Berdiri di Sphinx teras, menatap kiri, kanan, depan adalah panorama putih semata. Di naungi langit, lazuardi biru yang terasa dekat dari teras ini. Di sebelah kanan adalah puncak Jungfrau yang sesungguhnya setinggi 4158 meter. Kereta api hanya memungkinkan sampai di ketinggian 3454. Di sebelah kiri adalah lembah salju memanjang tak berbatas. Menengok ke bawah, kerumunan orang orang nampak kerdil bermain salju.
Sensasi yang terasa susah dan tak bisa tepat terungkap dengan kata kata. Seolah kalimat takluk untuk bisa mengurai dengan pas sensasi panorama dari teras ini. Bendera Swiss berkibar kibar di depan, ditengah rimbun pinus dan kerumunan para pelancong. Burung burung hitam kecil terbang bersilang silang di udara ngrekes, seolah kebal akan hawa dingin. Alhamdulillah, aku membatin takjub.
Beberapa menit di teras tubuh terasa kekes meski hanya minus 6, karena malam hari bisa mencapai minus 30 derajat Celcius. Bagaimana kira kira rasa malam hari berdiri disini. Usai mengeksplore dan berfoto ria di Sphinx Terrace, kami segera kembali masuk ruangan untuk mereguk kehangatan.
Inilah komplek bangunan diatas awan dengan salju abadi. Salju abadi akan tetap ada meskipun tidak di musim dingin.

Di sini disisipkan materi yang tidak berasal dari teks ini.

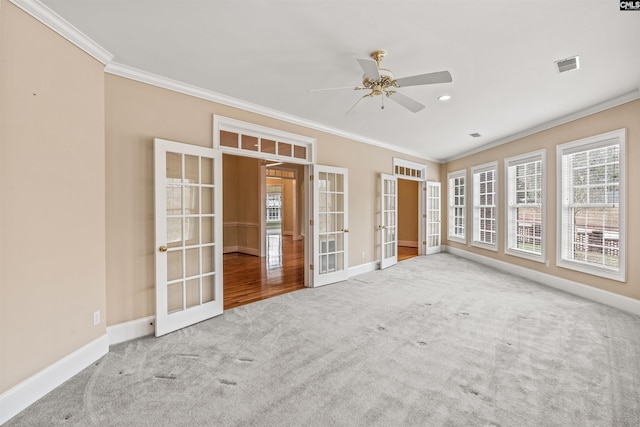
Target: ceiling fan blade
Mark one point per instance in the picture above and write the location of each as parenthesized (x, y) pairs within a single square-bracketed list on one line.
[(425, 79), (333, 88), (406, 102), (370, 68), (354, 105)]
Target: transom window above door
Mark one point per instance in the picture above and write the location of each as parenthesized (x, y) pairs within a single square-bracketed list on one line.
[(248, 139)]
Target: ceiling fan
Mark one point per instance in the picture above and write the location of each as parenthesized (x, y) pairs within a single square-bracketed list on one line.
[(380, 81)]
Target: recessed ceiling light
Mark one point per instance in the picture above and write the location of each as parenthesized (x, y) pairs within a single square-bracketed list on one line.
[(568, 64)]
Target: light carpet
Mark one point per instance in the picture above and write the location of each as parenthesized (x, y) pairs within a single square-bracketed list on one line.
[(433, 341)]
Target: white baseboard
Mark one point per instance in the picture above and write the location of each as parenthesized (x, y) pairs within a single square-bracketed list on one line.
[(131, 330), (621, 302), (356, 270), (19, 397)]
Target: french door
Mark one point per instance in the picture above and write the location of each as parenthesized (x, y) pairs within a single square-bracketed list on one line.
[(434, 222), (188, 236), (388, 220), (330, 224)]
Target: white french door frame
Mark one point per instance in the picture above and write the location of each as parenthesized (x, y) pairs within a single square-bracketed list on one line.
[(328, 227), (190, 264), (388, 220), (432, 206)]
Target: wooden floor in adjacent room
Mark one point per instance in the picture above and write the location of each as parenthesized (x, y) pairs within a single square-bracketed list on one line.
[(406, 252), (249, 278)]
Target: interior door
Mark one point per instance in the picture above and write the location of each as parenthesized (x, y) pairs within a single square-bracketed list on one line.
[(388, 220), (188, 196), (434, 222), (330, 224)]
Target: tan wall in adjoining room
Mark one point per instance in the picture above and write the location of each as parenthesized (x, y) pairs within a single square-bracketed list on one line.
[(408, 210), (241, 204), (624, 116), (135, 114), (52, 177)]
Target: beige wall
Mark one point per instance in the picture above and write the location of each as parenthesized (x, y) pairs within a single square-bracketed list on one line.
[(408, 210), (135, 114), (241, 216), (625, 116), (52, 217)]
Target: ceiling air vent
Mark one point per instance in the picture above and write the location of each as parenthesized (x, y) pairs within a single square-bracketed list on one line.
[(568, 64)]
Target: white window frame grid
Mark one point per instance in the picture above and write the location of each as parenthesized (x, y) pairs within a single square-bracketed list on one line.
[(476, 230), (617, 137), (409, 170), (453, 204), (274, 206), (512, 205), (260, 133)]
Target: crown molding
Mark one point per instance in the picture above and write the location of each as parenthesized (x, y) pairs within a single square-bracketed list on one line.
[(61, 26), (597, 108), (142, 76)]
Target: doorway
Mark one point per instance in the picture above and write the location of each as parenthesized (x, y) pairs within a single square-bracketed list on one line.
[(263, 244), (408, 219)]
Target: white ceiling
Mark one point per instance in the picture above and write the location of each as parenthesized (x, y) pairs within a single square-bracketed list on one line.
[(270, 53)]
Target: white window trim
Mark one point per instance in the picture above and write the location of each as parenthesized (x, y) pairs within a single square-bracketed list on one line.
[(450, 176), (474, 225), (406, 164), (514, 161), (609, 138), (221, 123)]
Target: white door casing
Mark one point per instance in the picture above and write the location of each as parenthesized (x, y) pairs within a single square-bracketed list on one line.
[(388, 220), (330, 224), (188, 236), (434, 221)]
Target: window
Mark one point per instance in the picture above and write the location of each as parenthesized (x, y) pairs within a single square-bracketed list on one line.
[(457, 206), (409, 170), (274, 204), (525, 205), (485, 179), (591, 202)]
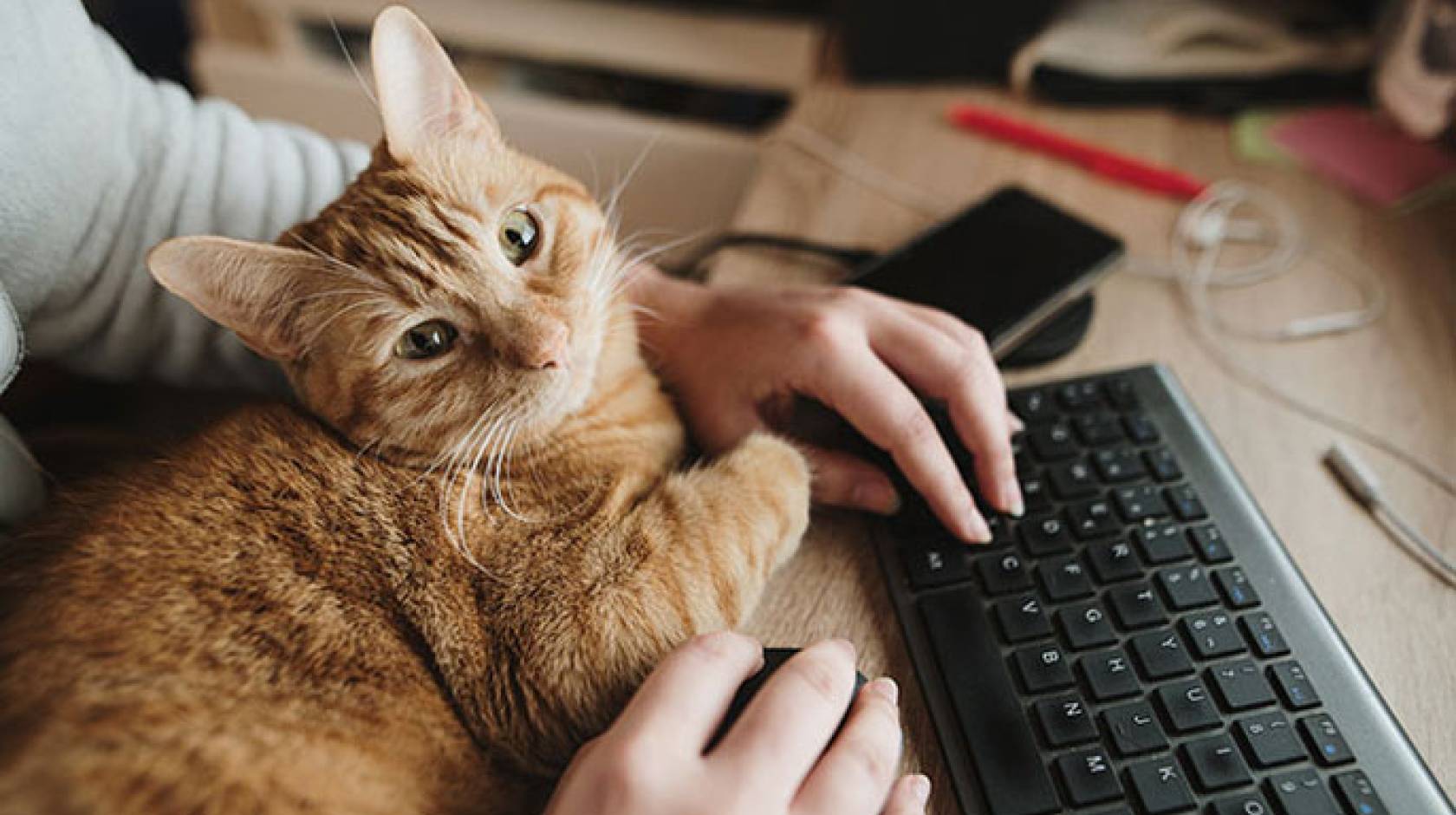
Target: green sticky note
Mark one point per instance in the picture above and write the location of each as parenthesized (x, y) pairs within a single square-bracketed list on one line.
[(1252, 141)]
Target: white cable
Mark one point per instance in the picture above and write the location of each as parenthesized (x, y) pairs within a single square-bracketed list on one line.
[(1365, 488), (1197, 268)]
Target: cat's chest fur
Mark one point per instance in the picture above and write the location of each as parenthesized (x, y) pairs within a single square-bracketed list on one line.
[(271, 583)]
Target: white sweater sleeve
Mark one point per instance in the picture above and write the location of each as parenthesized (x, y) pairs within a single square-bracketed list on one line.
[(98, 163)]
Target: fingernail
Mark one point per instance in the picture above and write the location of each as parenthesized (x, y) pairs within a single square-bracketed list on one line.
[(887, 688), (875, 497), (920, 787)]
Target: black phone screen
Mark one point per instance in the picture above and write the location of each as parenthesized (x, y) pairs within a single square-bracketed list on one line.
[(998, 264)]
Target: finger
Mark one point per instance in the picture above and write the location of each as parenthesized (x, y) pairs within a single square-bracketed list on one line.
[(858, 386), (785, 728), (846, 480), (858, 769), (965, 375), (686, 696), (909, 797), (1014, 422)]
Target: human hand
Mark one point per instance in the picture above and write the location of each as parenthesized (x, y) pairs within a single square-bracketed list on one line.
[(737, 357), (773, 760)]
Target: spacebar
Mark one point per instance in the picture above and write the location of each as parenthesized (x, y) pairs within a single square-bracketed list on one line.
[(996, 729)]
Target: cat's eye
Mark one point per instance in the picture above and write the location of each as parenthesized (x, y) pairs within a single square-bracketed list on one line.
[(426, 341), (518, 236)]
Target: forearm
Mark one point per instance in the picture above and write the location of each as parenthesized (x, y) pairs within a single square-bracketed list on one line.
[(101, 165)]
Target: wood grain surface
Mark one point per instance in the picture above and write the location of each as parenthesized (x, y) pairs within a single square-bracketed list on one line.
[(1396, 379)]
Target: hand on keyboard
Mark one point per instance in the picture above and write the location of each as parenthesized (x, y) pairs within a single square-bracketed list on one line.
[(772, 761), (737, 357)]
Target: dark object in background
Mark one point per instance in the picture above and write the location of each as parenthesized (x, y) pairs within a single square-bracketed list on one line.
[(937, 40), (1008, 265), (153, 32)]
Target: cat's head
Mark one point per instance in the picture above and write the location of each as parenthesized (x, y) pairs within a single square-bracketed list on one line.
[(455, 293)]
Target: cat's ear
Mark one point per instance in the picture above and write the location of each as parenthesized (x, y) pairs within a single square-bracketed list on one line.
[(421, 96), (248, 287)]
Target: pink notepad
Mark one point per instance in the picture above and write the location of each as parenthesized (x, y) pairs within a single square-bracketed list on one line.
[(1365, 152)]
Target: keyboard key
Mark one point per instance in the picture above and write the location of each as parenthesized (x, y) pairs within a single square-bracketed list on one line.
[(1214, 765), (1072, 480), (1141, 428), (1357, 793), (1251, 802), (1241, 686), (1079, 396), (1023, 619), (1108, 675), (1187, 587), (1162, 543), (938, 564), (1034, 493), (1210, 544), (1293, 686), (1120, 465), (1066, 720), (1043, 668), (1113, 561), (1032, 407), (1094, 520), (1186, 504), (1136, 606), (1235, 587), (1160, 786), (1162, 465), (1063, 578), (1008, 761), (1096, 430), (1160, 655), (1212, 635), (1085, 626), (1044, 534), (1301, 792), (1139, 502), (1133, 728), (1325, 741), (1051, 443), (1121, 394), (1269, 740), (1187, 706), (1089, 778), (1002, 572), (1263, 635)]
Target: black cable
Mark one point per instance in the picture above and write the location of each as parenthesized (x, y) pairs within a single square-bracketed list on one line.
[(848, 257)]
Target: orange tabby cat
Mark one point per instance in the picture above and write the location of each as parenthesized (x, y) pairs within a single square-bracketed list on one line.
[(424, 593)]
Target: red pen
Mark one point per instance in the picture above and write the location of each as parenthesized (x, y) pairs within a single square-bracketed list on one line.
[(1089, 156)]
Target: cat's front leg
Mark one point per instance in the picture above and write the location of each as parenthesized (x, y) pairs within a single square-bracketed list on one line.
[(691, 557)]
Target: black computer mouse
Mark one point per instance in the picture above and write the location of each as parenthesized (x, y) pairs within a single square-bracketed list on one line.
[(773, 658)]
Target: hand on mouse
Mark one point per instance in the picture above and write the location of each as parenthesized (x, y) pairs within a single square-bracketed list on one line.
[(773, 760), (736, 358)]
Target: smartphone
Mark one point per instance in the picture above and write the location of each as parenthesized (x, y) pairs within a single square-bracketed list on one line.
[(1006, 265)]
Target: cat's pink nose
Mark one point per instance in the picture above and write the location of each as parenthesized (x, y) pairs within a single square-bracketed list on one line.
[(549, 349)]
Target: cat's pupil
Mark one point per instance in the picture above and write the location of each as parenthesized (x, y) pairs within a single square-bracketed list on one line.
[(427, 339), (518, 236)]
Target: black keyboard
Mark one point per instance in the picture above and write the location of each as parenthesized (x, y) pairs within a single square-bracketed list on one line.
[(1139, 642)]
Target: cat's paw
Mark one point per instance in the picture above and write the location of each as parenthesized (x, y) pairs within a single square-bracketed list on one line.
[(785, 473)]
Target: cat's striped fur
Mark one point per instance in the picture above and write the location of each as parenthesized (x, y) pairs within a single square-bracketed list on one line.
[(428, 587)]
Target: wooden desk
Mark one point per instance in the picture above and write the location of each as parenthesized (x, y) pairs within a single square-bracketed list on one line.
[(1398, 377)]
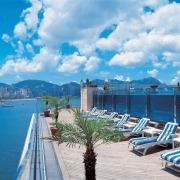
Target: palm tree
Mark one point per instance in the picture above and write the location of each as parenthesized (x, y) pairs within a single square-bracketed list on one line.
[(88, 133), (55, 103)]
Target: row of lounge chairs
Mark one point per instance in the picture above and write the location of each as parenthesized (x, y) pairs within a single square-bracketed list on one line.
[(142, 144)]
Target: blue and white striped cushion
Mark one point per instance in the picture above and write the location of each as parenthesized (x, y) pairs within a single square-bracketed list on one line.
[(101, 113), (172, 156), (141, 140), (123, 120), (169, 129), (112, 115), (139, 127)]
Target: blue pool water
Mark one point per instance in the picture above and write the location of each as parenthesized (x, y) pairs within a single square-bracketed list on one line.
[(14, 124)]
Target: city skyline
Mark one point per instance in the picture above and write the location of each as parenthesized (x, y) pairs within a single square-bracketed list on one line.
[(64, 41)]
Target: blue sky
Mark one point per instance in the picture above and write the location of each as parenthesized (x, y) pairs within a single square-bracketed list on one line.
[(61, 41)]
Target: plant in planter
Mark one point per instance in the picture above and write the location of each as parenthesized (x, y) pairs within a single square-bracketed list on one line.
[(68, 98), (89, 134), (46, 109)]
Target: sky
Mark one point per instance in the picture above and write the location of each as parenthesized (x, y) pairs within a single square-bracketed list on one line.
[(60, 41)]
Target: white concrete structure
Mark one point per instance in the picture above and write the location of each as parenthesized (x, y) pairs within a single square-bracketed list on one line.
[(87, 98)]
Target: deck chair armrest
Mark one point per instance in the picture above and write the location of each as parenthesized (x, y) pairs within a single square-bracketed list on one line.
[(175, 135)]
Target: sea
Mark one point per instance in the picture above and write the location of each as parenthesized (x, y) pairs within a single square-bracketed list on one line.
[(14, 124)]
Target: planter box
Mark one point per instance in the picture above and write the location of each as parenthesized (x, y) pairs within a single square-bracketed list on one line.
[(46, 113)]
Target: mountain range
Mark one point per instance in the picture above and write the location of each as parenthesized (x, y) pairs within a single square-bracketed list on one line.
[(39, 87)]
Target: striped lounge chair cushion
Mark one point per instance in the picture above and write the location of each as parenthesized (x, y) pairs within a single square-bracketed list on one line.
[(141, 140), (172, 156)]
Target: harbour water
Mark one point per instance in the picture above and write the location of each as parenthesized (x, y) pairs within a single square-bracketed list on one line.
[(14, 123)]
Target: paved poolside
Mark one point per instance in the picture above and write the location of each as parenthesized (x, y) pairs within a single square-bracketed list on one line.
[(114, 161)]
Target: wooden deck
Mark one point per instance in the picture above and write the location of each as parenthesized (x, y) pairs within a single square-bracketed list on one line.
[(114, 161)]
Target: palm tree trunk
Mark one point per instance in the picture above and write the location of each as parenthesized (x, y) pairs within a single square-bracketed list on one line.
[(89, 164)]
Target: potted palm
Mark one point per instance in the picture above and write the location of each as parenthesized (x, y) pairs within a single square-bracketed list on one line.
[(89, 134), (46, 109), (67, 99), (57, 104)]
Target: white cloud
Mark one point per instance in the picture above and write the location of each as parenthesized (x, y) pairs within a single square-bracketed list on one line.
[(103, 74), (92, 64), (175, 80), (31, 14), (72, 63), (46, 60), (139, 37), (127, 59), (20, 30), (122, 78), (6, 38), (29, 48), (153, 73)]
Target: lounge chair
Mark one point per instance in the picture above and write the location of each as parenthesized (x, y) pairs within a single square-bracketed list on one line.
[(111, 116), (97, 116), (121, 121), (89, 113), (137, 129), (145, 142), (172, 159)]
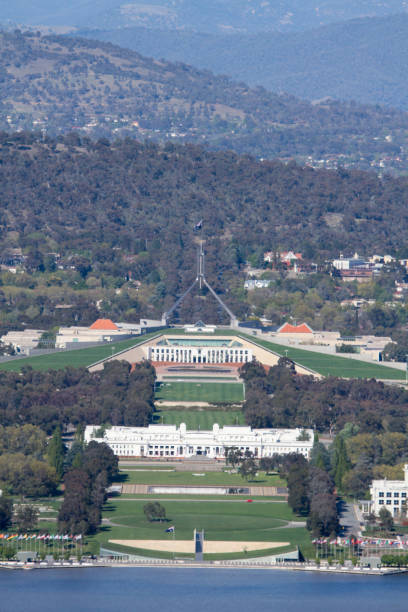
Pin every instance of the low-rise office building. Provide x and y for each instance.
(390, 494)
(173, 441)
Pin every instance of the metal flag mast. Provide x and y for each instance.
(201, 281)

Usai makan siang ayam saus ala Swiss, kami mengeksplore atraksi atraksi yang tersedia di komplek ini. Bioskop dengan layar raksasa dan sound menggelegar, melingkar 360 derajat mengenai Jungfrau. Kemudian menyusuri lorong Es yang panjang sensasional, disebut Ice Palace Istana Es. Dilanjut melewati melihat diorama dalam lorong karang. Tentang sejarah dan peristiwa pembangunan Jungfrau Rail Way dan Jungfrau komplek.
Setelah sekitar dua jam di komplek tertinggi di Eropa, saatnya kami turun gunung. Kereta merah Jungfrau Bahn telah menanti. Kami akan kembali menuju stasiun Kleine Scheidegg. Kemudian berganti kereta, turun ke stasiun Lauterbrunnen. Dari Lauterbrunnen naik Bus menuju kota Interlaken untuk menginap semalam.
Turun dari Jungfrau, saya terkenang naik kereta dari kota Lausane di akhir musim semi. Dari Lausane menuju Interlaken, selanjutnya berganti kereta ke Kleine Scheidegg. Dan berganti Jungfrau Bahn menuju Jungfraujoch.
Perjalanan musim semi waktu itu menyajikan sineri yang berbeda. Warna warni alam seolah bersolek indah di kiri kanan kereta. Kalau disuruh memilih ke Jungfrau di musim semi atau musim dingin. Gimana ya? Tentu saja saya akan memilih keduanya.